Una confessione

sabato 30 Maggio 2015

Sto scrivendo un libro dove il protagonista è un signore che ha cinquantacinque anni però anche lui è stato giovane, e quando era giovane ha fatto l’editore, poi ha fatto lo scrittore, adesso fa il giornalista, e quando era giovane non ha mai detto «Noi giovani», quando era un editore non ha mai detto «Noi editori», quando era uno scrittore non ha mai detto «Noi scrittori» e adesso che è un giornalista non ci pensa minimamente, a dire «Noi giornalisti». Anche per via del fatto che lui pratica una forma di giornalismo che lui chiama Giornalismo disinformato, e la insegna, anche, fa dei corsi di Giornalismo disinformato e ha pubblicato anche un piccolo manuale che si intitola Manuale pratico di giornalismo disinformato.

È  un tipo di giornalismo, il giornalismo disinformato, che i giornalisti che lo praticano delle cose che scrivono non ne sanno e non ne vogliono sapere niente.

E lui, quello che tiene i corsi, che si chiama Ermanno Baistrocchi, lui consiglia di far delle cose, non so, per esempio, «Ragazzi», gli dice a quelli che partecipano ai suoi corsi, li chiama ragazzi, «Ragazzi, se non sapete cosa scrivere, scrivetelo. Scrivete così: Non so cosa scrivere».

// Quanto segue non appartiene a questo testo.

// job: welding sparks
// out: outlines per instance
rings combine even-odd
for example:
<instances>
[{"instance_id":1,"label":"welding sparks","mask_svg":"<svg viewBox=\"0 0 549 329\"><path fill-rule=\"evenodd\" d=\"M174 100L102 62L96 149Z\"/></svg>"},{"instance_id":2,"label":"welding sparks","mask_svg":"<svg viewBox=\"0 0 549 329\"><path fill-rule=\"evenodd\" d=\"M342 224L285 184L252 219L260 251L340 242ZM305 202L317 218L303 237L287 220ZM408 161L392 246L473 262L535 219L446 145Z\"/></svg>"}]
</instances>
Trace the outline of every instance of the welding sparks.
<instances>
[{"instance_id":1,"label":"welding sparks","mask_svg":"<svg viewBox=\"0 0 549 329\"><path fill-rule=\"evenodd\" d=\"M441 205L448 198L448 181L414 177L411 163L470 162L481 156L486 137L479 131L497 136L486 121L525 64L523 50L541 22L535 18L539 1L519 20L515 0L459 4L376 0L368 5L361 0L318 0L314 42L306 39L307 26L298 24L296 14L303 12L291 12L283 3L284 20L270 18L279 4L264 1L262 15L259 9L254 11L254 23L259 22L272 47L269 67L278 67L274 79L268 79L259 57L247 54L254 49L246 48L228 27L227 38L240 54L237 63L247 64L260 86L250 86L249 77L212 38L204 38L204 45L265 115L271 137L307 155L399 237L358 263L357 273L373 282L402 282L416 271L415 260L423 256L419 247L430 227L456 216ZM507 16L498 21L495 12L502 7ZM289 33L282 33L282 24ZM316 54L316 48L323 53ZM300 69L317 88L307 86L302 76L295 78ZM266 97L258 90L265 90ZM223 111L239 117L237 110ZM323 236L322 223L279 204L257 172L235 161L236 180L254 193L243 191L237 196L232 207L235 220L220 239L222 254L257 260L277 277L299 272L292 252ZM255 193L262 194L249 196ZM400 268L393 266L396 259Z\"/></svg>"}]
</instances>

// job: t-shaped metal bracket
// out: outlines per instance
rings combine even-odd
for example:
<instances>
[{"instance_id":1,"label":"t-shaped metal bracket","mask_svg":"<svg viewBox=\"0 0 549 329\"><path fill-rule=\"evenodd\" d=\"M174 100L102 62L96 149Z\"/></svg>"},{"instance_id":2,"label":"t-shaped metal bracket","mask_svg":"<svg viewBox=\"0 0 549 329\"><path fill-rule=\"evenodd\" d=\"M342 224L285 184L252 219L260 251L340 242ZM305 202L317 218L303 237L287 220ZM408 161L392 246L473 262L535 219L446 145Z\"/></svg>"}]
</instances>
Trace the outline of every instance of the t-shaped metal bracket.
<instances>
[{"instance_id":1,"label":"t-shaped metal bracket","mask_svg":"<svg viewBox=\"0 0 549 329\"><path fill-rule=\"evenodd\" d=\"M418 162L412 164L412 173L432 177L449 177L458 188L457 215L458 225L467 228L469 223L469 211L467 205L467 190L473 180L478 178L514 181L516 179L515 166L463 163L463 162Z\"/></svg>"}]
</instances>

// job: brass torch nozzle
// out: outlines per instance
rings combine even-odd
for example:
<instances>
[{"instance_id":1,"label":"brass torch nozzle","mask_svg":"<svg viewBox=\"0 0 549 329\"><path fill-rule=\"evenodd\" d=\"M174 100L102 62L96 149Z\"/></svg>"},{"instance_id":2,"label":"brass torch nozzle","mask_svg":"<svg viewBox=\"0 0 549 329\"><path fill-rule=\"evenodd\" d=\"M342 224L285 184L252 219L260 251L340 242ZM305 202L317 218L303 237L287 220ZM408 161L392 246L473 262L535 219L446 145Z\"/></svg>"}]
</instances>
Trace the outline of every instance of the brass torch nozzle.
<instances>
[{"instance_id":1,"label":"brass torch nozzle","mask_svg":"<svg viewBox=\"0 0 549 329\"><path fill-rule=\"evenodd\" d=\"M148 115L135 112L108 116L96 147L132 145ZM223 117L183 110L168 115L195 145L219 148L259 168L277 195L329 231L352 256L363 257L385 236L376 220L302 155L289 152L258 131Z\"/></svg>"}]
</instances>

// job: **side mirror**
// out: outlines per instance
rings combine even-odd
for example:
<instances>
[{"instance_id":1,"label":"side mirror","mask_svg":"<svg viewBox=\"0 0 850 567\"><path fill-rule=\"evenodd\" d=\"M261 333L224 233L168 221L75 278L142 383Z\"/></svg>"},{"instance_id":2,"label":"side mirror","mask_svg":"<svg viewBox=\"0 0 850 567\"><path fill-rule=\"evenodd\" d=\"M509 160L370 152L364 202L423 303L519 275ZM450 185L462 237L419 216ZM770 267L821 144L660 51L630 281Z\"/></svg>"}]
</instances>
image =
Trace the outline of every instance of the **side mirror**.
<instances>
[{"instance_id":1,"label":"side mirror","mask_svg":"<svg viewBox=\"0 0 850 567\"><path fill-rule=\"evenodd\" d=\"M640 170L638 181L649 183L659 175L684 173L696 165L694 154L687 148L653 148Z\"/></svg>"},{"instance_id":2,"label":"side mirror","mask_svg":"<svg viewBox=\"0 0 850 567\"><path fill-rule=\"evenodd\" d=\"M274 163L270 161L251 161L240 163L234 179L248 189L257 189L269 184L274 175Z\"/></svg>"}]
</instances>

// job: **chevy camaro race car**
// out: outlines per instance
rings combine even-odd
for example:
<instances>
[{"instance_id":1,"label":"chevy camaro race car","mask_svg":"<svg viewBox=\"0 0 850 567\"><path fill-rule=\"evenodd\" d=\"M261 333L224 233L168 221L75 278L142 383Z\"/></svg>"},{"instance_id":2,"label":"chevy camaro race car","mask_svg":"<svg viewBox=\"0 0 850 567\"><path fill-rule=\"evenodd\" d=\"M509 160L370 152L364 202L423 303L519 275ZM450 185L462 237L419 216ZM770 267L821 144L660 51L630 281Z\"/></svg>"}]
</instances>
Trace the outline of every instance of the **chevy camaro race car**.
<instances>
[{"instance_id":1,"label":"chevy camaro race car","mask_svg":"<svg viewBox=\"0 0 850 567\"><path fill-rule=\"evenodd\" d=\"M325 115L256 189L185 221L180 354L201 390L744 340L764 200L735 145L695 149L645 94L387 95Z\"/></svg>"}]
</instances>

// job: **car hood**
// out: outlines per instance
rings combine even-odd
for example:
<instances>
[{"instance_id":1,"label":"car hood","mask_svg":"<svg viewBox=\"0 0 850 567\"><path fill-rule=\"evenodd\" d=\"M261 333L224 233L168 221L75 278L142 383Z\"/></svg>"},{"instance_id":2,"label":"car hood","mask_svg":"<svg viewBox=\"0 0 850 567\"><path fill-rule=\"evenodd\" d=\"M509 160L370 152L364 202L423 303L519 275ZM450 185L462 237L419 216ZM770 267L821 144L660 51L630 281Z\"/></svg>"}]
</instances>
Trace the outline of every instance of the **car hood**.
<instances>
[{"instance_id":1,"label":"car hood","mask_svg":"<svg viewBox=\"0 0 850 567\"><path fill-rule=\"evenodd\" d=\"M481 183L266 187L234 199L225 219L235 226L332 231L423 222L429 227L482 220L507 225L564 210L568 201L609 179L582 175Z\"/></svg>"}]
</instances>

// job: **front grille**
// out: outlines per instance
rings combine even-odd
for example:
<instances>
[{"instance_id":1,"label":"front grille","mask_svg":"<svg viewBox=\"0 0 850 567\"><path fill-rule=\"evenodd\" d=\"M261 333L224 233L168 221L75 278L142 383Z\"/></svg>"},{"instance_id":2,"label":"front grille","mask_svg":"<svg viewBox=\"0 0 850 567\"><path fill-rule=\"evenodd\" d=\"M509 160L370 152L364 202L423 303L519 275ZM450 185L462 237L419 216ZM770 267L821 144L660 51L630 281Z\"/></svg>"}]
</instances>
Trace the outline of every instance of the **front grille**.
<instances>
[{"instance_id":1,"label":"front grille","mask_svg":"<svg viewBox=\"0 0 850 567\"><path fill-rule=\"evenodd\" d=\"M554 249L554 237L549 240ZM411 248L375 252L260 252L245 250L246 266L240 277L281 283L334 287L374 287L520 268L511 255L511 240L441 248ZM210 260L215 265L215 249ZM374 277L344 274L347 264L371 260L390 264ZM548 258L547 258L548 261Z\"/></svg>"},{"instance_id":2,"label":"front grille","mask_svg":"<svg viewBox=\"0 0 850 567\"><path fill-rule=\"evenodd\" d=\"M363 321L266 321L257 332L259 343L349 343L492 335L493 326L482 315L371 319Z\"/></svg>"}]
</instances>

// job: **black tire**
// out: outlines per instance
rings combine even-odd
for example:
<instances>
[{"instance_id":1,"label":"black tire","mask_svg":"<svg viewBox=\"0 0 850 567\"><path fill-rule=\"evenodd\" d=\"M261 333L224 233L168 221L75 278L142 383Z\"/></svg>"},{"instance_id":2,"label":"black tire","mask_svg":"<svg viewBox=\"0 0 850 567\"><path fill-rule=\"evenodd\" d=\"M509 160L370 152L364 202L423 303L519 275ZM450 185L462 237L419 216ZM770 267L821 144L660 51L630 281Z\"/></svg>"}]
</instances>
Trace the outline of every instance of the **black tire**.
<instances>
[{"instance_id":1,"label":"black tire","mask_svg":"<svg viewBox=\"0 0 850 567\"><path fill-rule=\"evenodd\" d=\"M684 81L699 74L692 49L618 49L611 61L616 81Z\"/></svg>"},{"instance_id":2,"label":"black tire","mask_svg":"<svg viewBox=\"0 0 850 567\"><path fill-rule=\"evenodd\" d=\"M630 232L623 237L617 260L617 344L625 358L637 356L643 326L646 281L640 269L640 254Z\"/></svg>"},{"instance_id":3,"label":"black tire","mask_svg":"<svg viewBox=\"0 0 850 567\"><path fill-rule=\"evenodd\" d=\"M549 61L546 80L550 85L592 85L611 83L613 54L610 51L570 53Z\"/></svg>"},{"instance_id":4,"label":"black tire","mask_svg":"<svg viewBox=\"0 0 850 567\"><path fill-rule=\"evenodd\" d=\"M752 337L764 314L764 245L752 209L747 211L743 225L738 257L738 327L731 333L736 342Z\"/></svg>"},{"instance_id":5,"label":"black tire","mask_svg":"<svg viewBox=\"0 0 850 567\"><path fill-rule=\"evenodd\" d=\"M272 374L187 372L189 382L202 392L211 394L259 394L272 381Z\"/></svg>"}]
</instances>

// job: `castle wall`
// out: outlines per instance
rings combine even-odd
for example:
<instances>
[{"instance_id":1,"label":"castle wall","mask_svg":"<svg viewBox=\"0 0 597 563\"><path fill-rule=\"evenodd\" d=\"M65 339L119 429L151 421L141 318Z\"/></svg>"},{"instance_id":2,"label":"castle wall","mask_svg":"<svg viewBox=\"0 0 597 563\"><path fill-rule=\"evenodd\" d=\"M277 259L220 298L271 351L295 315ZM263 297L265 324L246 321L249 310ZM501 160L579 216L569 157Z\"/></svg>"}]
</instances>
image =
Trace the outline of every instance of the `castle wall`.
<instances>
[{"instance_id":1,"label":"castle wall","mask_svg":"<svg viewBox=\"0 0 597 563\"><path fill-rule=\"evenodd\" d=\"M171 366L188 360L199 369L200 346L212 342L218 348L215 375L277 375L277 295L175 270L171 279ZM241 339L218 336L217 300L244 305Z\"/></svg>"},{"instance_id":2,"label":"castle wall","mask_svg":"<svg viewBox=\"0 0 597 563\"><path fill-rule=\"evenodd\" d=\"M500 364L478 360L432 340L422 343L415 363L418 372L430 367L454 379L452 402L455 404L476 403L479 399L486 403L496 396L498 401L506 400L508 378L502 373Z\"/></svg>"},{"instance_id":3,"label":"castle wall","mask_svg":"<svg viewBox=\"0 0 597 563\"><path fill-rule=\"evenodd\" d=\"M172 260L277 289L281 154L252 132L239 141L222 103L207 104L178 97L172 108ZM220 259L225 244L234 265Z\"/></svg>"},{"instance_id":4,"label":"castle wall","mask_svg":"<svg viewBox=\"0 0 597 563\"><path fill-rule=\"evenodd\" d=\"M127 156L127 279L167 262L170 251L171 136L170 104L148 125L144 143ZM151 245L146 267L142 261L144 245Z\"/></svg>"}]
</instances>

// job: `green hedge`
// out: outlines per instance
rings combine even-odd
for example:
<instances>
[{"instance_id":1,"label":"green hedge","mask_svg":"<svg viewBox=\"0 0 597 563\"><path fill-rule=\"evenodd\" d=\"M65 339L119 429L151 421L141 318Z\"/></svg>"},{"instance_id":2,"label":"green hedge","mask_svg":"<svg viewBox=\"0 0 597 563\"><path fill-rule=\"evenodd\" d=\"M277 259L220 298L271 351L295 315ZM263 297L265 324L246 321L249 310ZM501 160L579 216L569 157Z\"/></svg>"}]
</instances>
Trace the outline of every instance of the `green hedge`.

E delle regole classiche del giornalismo, delle cinque doppie vu, «when» «what» «where» «who» «why», che, come si sa, vogliono dire «dove» «cosa» «quando» «chi» «perché», e che sarebbero le cinque cose da dire in un pezzo scritto come si deve secondo le regole classiche del giornalismo informato,  ecco, lui, nei pezzi che scrive lui, cerca di non rispondere a nessuna di queste domande, ma si sforza di rispondere a un’altra, domanda: «come».

Bisogna concentrarsi sul «come», secondo lui, e se ci si concentra sul «come» si risponde anche alle altre domande «dove» «cosa» «quando» «chi» «perché» anche senza nominare niente e nessuno.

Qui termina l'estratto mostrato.